A prospective buyer would get “a key media and data gateway to the high-growth programmatic ecosystem,” Goel said.
OpenX CEO Tim Cadogan also sees value in a company that’s part of a group making “enduring changes to how advertising is bought and sold.” Buying at this time might be attractive to “contrarian” investors.
“While the performance of this group of companies has obviously been mixed from a financial performance and valuation perspective, fundamental economic value is being created,” Cadogan said. “For the right investors … participating by working together with one or more of the leading independent players makes sense.”
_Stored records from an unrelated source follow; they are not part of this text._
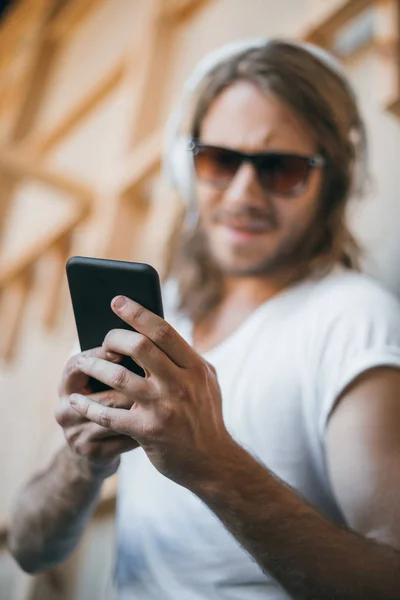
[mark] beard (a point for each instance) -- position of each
(292, 252)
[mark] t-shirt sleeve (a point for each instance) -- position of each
(358, 334)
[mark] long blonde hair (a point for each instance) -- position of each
(320, 97)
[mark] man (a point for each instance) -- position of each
(269, 418)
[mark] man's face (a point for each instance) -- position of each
(249, 230)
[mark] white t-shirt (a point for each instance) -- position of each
(280, 373)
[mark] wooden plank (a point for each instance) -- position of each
(12, 310)
(32, 253)
(323, 30)
(35, 85)
(179, 11)
(46, 141)
(13, 27)
(58, 255)
(71, 16)
(140, 164)
(25, 167)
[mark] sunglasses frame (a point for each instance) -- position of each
(255, 159)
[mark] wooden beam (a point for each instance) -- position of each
(58, 255)
(179, 11)
(323, 30)
(42, 144)
(71, 16)
(25, 167)
(12, 311)
(13, 269)
(141, 164)
(18, 19)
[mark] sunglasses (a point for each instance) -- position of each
(279, 173)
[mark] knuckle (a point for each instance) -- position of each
(139, 313)
(61, 416)
(182, 392)
(82, 447)
(120, 378)
(109, 338)
(142, 345)
(108, 399)
(104, 419)
(163, 332)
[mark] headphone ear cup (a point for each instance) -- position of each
(182, 169)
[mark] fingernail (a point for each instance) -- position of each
(76, 400)
(119, 302)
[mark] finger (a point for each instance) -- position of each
(112, 398)
(117, 445)
(118, 378)
(142, 350)
(73, 378)
(116, 419)
(156, 329)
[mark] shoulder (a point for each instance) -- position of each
(354, 299)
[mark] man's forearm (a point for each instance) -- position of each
(309, 556)
(51, 512)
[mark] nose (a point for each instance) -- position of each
(245, 189)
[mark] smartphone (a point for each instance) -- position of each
(93, 283)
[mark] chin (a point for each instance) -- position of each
(245, 266)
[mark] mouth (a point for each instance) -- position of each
(246, 230)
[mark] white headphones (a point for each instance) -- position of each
(177, 161)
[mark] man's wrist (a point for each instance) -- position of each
(90, 470)
(219, 474)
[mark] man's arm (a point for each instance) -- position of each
(308, 555)
(176, 415)
(51, 511)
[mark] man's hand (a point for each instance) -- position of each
(174, 413)
(95, 448)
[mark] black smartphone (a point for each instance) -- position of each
(93, 283)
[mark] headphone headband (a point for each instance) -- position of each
(177, 162)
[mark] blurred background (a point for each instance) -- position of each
(85, 90)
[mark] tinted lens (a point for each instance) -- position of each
(216, 165)
(283, 174)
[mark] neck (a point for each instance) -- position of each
(255, 289)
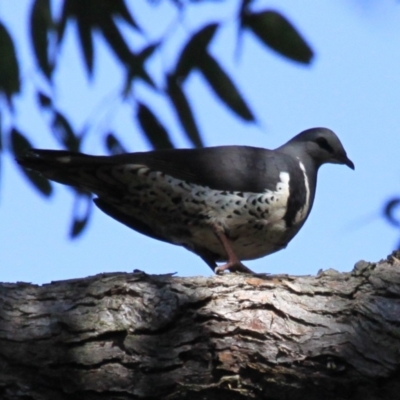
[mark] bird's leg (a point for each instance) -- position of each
(233, 264)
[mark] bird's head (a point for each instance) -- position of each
(321, 144)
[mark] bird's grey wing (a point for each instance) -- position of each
(230, 168)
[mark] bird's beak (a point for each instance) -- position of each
(348, 162)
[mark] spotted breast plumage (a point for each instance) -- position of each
(227, 203)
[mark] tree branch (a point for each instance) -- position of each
(138, 336)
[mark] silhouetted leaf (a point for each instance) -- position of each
(85, 35)
(41, 24)
(1, 132)
(69, 10)
(224, 87)
(19, 145)
(121, 9)
(278, 33)
(153, 129)
(183, 110)
(79, 222)
(389, 211)
(113, 145)
(9, 70)
(193, 51)
(64, 133)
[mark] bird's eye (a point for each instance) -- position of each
(323, 143)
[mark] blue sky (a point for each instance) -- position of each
(352, 87)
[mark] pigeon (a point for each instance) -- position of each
(226, 204)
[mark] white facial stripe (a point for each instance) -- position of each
(301, 214)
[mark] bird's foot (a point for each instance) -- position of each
(233, 266)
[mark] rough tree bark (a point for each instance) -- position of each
(139, 336)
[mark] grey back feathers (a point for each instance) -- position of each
(227, 203)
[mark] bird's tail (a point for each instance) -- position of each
(61, 166)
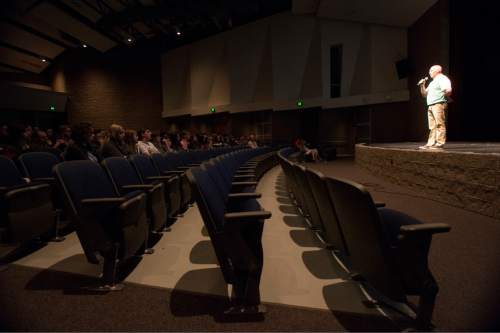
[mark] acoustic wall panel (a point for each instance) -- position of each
(388, 46)
(362, 78)
(291, 36)
(205, 57)
(175, 80)
(220, 93)
(246, 46)
(349, 36)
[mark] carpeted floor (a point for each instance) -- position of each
(44, 300)
(465, 262)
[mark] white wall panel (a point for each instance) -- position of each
(349, 36)
(388, 46)
(205, 58)
(245, 55)
(291, 39)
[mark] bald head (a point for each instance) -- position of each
(435, 70)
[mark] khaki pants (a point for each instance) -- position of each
(436, 115)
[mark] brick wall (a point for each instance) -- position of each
(122, 86)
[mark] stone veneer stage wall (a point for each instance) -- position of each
(467, 180)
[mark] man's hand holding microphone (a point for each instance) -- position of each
(423, 80)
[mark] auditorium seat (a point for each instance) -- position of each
(26, 210)
(236, 238)
(170, 164)
(38, 166)
(125, 180)
(332, 235)
(388, 250)
(149, 174)
(107, 224)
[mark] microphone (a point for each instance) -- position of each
(422, 81)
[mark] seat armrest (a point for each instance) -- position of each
(247, 216)
(250, 175)
(173, 172)
(102, 201)
(139, 187)
(244, 184)
(245, 195)
(18, 190)
(163, 178)
(44, 179)
(424, 228)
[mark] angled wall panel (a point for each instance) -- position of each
(175, 80)
(361, 83)
(205, 56)
(220, 93)
(312, 85)
(389, 45)
(245, 54)
(291, 37)
(349, 36)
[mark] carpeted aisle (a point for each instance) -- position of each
(465, 262)
(44, 300)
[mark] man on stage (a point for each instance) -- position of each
(437, 94)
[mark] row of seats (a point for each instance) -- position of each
(104, 203)
(224, 192)
(381, 248)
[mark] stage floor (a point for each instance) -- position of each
(456, 147)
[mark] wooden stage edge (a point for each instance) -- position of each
(463, 174)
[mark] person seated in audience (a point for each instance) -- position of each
(63, 138)
(130, 140)
(145, 146)
(307, 154)
(167, 144)
(40, 141)
(184, 142)
(115, 146)
(80, 147)
(252, 142)
(156, 141)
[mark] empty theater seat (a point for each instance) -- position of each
(387, 249)
(112, 226)
(26, 210)
(126, 180)
(234, 222)
(38, 166)
(149, 174)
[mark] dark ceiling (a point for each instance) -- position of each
(34, 32)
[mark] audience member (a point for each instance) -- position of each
(145, 146)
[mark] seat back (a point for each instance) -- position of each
(212, 209)
(83, 179)
(144, 167)
(9, 173)
(367, 241)
(333, 233)
(308, 200)
(121, 173)
(38, 164)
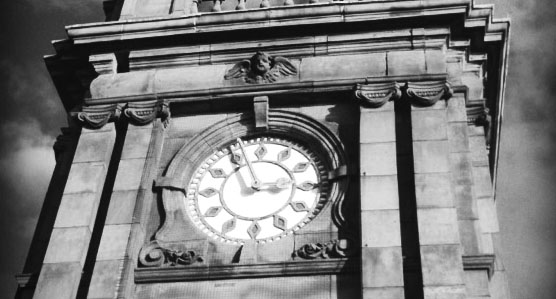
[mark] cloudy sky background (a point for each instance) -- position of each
(31, 115)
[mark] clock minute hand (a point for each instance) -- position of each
(255, 183)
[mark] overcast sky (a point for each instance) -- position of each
(31, 115)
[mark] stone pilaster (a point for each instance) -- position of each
(382, 269)
(69, 242)
(123, 232)
(440, 248)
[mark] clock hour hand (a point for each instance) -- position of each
(255, 182)
(281, 183)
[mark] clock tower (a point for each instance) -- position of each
(275, 149)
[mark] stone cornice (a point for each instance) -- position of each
(334, 12)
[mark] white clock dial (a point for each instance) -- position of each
(259, 189)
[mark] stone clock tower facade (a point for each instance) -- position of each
(275, 149)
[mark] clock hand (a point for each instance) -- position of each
(281, 183)
(255, 183)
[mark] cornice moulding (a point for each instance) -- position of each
(282, 16)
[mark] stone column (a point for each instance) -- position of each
(440, 248)
(123, 232)
(382, 269)
(63, 263)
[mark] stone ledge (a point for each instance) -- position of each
(294, 268)
(479, 262)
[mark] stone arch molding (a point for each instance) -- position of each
(280, 123)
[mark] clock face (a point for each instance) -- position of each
(258, 189)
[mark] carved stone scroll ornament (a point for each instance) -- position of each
(376, 95)
(262, 68)
(333, 249)
(154, 255)
(97, 116)
(143, 113)
(428, 93)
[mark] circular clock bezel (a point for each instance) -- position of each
(192, 191)
(293, 125)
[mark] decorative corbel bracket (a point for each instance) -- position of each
(97, 116)
(143, 113)
(376, 95)
(333, 249)
(427, 93)
(155, 255)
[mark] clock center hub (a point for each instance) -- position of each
(273, 194)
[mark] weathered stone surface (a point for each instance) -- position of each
(68, 245)
(469, 236)
(105, 279)
(476, 283)
(458, 137)
(379, 193)
(85, 177)
(95, 146)
(113, 243)
(482, 181)
(277, 251)
(311, 287)
(58, 281)
(378, 159)
(122, 206)
(382, 267)
(444, 292)
(383, 293)
(434, 190)
(129, 174)
(438, 226)
(488, 217)
(380, 228)
(343, 67)
(435, 61)
(457, 111)
(122, 84)
(441, 265)
(77, 209)
(429, 125)
(137, 142)
(377, 126)
(406, 63)
(431, 156)
(194, 77)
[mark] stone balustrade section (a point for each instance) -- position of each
(382, 269)
(440, 247)
(123, 233)
(69, 243)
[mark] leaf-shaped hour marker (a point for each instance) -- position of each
(217, 173)
(208, 192)
(228, 226)
(284, 155)
(301, 166)
(280, 222)
(254, 229)
(260, 151)
(306, 186)
(299, 206)
(213, 211)
(236, 158)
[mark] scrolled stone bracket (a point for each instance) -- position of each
(155, 255)
(334, 249)
(427, 93)
(142, 113)
(376, 95)
(96, 117)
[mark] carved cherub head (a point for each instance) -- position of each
(261, 63)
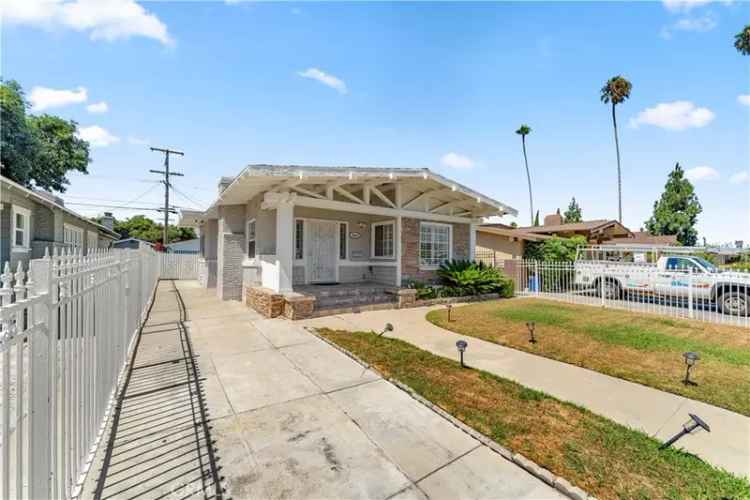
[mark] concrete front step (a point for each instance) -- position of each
(330, 311)
(353, 300)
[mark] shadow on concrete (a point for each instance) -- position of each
(160, 442)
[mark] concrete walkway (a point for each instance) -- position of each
(277, 414)
(657, 413)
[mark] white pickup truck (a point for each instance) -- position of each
(614, 271)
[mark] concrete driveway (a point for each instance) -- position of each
(294, 418)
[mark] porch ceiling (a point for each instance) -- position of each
(418, 190)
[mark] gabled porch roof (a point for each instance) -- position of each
(405, 191)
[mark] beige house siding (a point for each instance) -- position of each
(502, 246)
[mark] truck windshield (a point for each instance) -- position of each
(707, 265)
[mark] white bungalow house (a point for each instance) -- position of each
(276, 234)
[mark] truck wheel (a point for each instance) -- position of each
(611, 290)
(735, 303)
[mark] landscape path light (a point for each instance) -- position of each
(388, 328)
(462, 345)
(531, 326)
(694, 423)
(691, 358)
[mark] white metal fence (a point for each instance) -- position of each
(685, 294)
(67, 327)
(178, 266)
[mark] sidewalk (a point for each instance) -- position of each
(659, 414)
(222, 403)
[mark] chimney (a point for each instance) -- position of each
(224, 182)
(553, 220)
(108, 221)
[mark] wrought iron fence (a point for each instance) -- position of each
(67, 327)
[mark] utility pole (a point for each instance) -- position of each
(166, 174)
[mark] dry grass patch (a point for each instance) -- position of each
(606, 459)
(641, 348)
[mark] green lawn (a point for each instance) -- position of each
(638, 347)
(605, 459)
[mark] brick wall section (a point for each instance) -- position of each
(410, 249)
(264, 300)
(229, 273)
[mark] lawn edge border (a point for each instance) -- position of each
(559, 483)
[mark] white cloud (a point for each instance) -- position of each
(103, 19)
(700, 24)
(97, 136)
(137, 141)
(42, 98)
(702, 173)
(455, 160)
(98, 107)
(325, 79)
(676, 115)
(683, 5)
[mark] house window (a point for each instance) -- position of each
(299, 239)
(382, 240)
(72, 236)
(434, 244)
(250, 238)
(21, 234)
(343, 233)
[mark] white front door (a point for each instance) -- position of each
(322, 256)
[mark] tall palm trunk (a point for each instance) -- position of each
(528, 178)
(619, 174)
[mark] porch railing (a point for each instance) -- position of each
(67, 327)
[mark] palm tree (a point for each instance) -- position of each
(616, 90)
(742, 41)
(523, 131)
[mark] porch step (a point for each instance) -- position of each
(330, 311)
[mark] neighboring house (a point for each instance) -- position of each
(498, 242)
(132, 243)
(32, 221)
(278, 228)
(185, 246)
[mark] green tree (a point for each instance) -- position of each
(574, 212)
(615, 91)
(742, 41)
(38, 151)
(523, 131)
(676, 212)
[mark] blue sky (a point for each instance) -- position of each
(441, 85)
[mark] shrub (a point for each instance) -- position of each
(463, 277)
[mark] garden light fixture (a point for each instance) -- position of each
(462, 345)
(691, 358)
(388, 328)
(694, 423)
(531, 326)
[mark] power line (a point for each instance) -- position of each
(167, 174)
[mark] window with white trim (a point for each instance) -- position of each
(343, 240)
(21, 220)
(383, 240)
(250, 239)
(72, 236)
(434, 244)
(299, 239)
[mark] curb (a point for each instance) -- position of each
(557, 482)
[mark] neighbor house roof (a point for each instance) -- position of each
(255, 179)
(511, 232)
(45, 199)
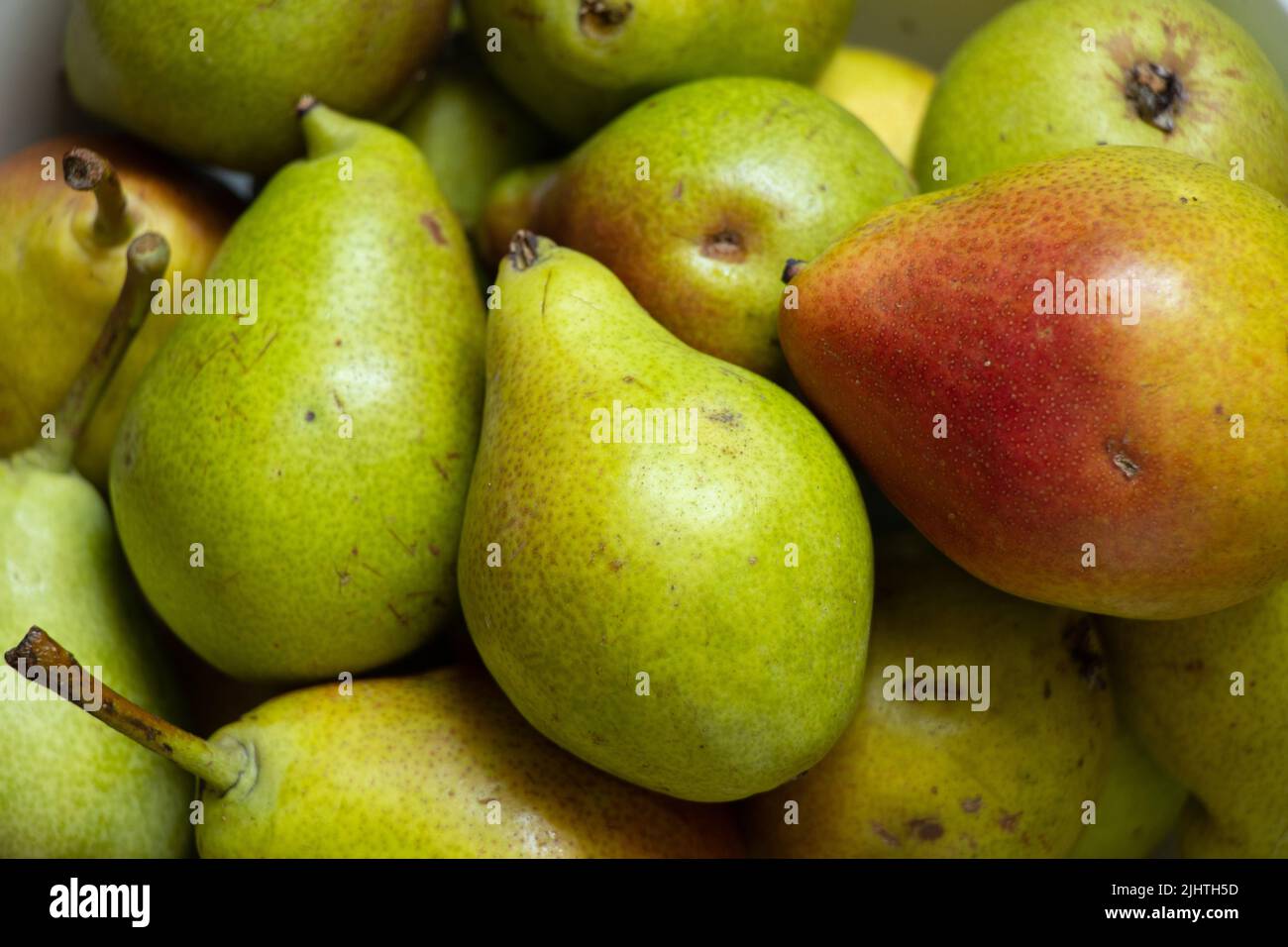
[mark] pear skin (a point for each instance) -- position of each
(68, 788)
(320, 451)
(471, 133)
(1059, 75)
(686, 607)
(215, 82)
(455, 774)
(885, 91)
(59, 278)
(576, 65)
(1073, 445)
(1136, 806)
(938, 779)
(1210, 701)
(697, 196)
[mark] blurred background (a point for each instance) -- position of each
(34, 105)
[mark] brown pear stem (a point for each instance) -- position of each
(147, 260)
(219, 766)
(88, 170)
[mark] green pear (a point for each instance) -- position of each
(666, 562)
(437, 766)
(510, 206)
(696, 197)
(471, 133)
(1047, 76)
(215, 80)
(1209, 697)
(578, 64)
(68, 789)
(63, 260)
(1055, 369)
(1136, 806)
(1001, 771)
(288, 484)
(885, 91)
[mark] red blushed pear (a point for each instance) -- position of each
(1133, 462)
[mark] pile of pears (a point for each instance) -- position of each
(647, 429)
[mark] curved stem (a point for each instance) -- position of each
(147, 260)
(88, 170)
(220, 766)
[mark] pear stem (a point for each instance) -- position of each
(88, 170)
(219, 766)
(146, 260)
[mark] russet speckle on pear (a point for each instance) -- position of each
(1209, 697)
(734, 575)
(58, 281)
(1048, 76)
(741, 174)
(321, 454)
(214, 80)
(936, 779)
(578, 64)
(438, 766)
(1153, 432)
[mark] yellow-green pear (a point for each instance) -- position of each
(984, 727)
(666, 562)
(437, 766)
(1050, 76)
(1209, 697)
(288, 478)
(67, 788)
(68, 209)
(1136, 806)
(217, 80)
(887, 91)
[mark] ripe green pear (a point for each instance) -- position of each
(938, 779)
(288, 486)
(579, 64)
(217, 80)
(68, 789)
(62, 263)
(1070, 376)
(472, 133)
(1136, 806)
(696, 197)
(666, 562)
(438, 766)
(1048, 76)
(1209, 697)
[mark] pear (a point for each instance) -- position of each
(1001, 771)
(1055, 371)
(887, 91)
(1048, 76)
(437, 766)
(1136, 808)
(472, 133)
(576, 65)
(288, 484)
(68, 789)
(696, 197)
(666, 562)
(1210, 701)
(207, 78)
(63, 260)
(510, 206)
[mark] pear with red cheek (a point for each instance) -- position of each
(1070, 376)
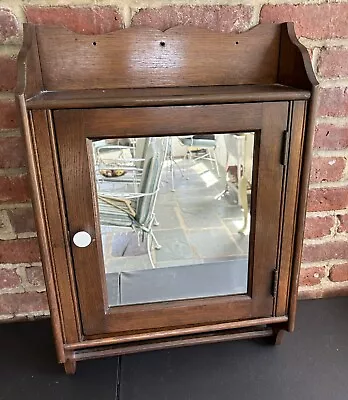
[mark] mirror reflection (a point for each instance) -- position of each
(174, 215)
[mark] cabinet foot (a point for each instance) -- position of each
(70, 367)
(277, 337)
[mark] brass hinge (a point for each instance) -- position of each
(275, 278)
(285, 148)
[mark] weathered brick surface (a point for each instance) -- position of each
(6, 229)
(333, 102)
(20, 303)
(326, 169)
(14, 189)
(88, 20)
(35, 276)
(8, 73)
(9, 279)
(327, 199)
(12, 152)
(339, 273)
(22, 219)
(333, 62)
(317, 227)
(334, 249)
(219, 18)
(314, 21)
(311, 276)
(343, 226)
(8, 25)
(8, 115)
(331, 137)
(19, 251)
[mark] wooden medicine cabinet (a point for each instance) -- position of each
(169, 174)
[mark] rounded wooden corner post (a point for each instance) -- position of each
(301, 75)
(23, 87)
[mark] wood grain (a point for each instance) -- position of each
(165, 96)
(145, 57)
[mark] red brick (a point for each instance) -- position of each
(333, 102)
(327, 169)
(333, 63)
(235, 18)
(14, 188)
(337, 249)
(22, 219)
(343, 226)
(20, 303)
(331, 137)
(311, 276)
(88, 20)
(8, 25)
(8, 73)
(318, 226)
(8, 115)
(314, 21)
(339, 273)
(12, 152)
(9, 279)
(35, 276)
(327, 199)
(18, 251)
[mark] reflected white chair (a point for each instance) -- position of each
(137, 210)
(197, 143)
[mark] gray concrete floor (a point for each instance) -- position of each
(310, 364)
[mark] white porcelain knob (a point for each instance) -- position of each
(82, 239)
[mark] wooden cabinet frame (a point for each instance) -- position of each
(138, 82)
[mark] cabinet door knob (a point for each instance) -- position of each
(82, 239)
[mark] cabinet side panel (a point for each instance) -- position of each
(290, 205)
(56, 244)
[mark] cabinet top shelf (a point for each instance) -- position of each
(142, 65)
(96, 98)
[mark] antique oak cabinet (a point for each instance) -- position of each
(140, 129)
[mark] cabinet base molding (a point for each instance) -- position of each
(265, 331)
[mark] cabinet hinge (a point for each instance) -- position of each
(275, 278)
(285, 148)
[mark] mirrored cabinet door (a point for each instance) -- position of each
(173, 221)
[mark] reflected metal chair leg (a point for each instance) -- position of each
(243, 195)
(157, 245)
(148, 246)
(216, 163)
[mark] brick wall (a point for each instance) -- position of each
(323, 29)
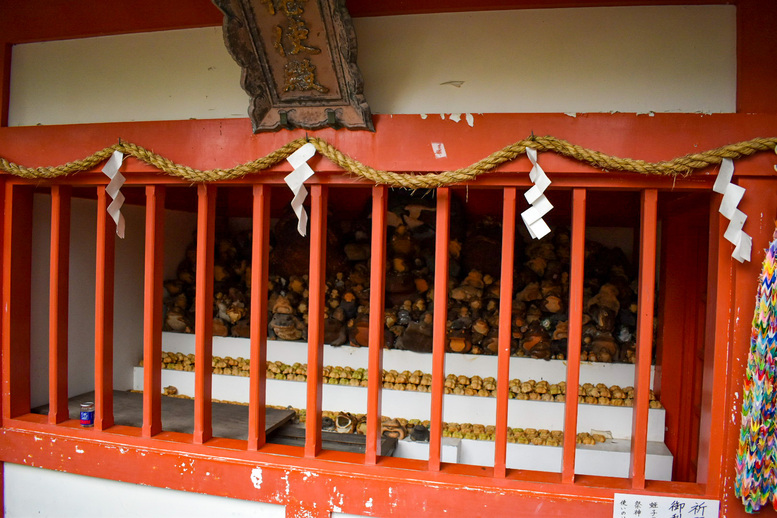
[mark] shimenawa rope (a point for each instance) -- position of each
(680, 166)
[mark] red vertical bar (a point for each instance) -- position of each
(17, 269)
(103, 314)
(717, 357)
(647, 283)
(438, 324)
(203, 318)
(260, 253)
(152, 310)
(574, 338)
(3, 351)
(318, 202)
(505, 332)
(377, 322)
(59, 266)
(756, 45)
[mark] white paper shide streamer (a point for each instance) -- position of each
(732, 195)
(540, 205)
(111, 170)
(296, 182)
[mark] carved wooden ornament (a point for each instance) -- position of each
(299, 63)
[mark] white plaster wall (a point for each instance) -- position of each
(128, 297)
(128, 300)
(629, 59)
(76, 496)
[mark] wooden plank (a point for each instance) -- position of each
(59, 270)
(5, 81)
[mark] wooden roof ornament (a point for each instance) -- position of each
(299, 63)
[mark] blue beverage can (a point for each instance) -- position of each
(87, 414)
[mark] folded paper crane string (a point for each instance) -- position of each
(296, 182)
(540, 205)
(732, 195)
(111, 170)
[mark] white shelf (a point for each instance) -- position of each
(552, 371)
(417, 405)
(609, 459)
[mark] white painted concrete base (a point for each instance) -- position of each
(77, 496)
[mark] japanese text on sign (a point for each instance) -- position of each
(648, 506)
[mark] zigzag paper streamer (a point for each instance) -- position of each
(756, 480)
(111, 170)
(296, 182)
(540, 205)
(732, 195)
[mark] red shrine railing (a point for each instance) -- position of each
(234, 458)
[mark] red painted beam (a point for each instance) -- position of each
(59, 270)
(203, 324)
(318, 232)
(152, 311)
(647, 282)
(103, 313)
(365, 490)
(17, 261)
(509, 211)
(377, 321)
(260, 255)
(575, 338)
(439, 321)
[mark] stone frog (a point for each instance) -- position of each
(286, 326)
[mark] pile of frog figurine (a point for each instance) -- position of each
(539, 314)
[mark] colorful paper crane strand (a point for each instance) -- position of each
(756, 482)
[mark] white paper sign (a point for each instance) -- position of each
(649, 506)
(439, 150)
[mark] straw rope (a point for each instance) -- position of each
(681, 166)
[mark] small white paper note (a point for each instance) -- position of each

But Cantu says these assets don’t add up.
“Even at less than a $400 million price tag [Rubicon’s market cap], there are others that have built the tech or on the tech that can easily be acquired for a fraction of the investment and deliver a great deal of upside value and return,” Cantu said.
Rubicon has tech and talent, but unless “documentation, contracts with publishers and perhaps a few other intangibles” add up to hundreds of millions of value, “it’s a deal worth avoiding,” he added.
If Rubicon’s potential acquirers make the same judgment as Cantu, supply-side platforms could find themselves in trouble as header bidding forces them to rethink their business models and ramp up investments in infrastructure.
“The other [possibility] is the wheels fall off the bus,” Casale said. “I think everyone likes to say companies don’t just go away. But if we do all believe there was an overinvestment in ad tech, and the trends of major cash injection cooled 18 months ago, we are running into burn-rate problems. Now is the time we are going to see things happen.”